African Americans have always had a hand in shaping the American sound. From gospel and Motown to bebop and blues, their story is bound up in the music they made -- songs of hurt and hardship, yearning and hope, and struggle for a better day. Those feelings speak to something common in all of us. With passion and creativity, African-American performers have done more than reinvent the musical styles they helped define; they have channeled their music into making change and advancing justice, from radio booths to the stage to our city streets.
That story is still unfolding today. We see it in the young poet putting his words to a beat; the conservatory student perfecting her technique; the jazz musician making old melodies new again. During African-American Music Appreciation Month, let us celebrate these artists and the generations who inspired them, and let us reflect on our heritage as a Nation forever enriched by the power of song.
NOW, THEREFORE, I, BARACK OBAMA, President of the United States of America, by virtue of the authority vested in me by the Constitution and the laws of the United States, do hereby proclaim June 2013 as African-American Music Appreciation Month.
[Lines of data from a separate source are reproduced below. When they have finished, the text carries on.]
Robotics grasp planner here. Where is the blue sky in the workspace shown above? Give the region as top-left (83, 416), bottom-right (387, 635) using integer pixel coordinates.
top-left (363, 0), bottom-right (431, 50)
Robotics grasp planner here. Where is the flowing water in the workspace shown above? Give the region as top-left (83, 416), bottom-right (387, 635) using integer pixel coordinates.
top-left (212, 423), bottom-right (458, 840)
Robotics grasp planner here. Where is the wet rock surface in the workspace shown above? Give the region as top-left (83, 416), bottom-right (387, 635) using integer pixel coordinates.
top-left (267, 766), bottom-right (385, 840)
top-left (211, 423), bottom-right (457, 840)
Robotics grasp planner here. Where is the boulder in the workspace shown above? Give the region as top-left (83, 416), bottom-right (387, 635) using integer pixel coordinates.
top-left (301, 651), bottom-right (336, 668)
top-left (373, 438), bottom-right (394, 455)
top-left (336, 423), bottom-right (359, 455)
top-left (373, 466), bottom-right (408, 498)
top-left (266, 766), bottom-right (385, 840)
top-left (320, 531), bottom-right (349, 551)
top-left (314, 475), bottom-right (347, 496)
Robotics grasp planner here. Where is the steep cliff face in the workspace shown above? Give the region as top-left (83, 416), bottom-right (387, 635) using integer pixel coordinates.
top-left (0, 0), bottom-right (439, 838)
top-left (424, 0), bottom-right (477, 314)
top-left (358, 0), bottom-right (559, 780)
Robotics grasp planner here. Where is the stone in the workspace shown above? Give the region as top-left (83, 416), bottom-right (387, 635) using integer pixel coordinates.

I call upon public officials, educators, and all the people of the United States to observe this month with appropriate activities and programs that raise awareness and foster appreciation of music that is composed, arranged, or performed by African Americans.
IN WITNESS WHEREOF, I have hereunto set my hand this thirty-first day of May, in the year of our Lord two thousand thirteen, and of the Independence of the United States of America the two hundred and thirty-seventh.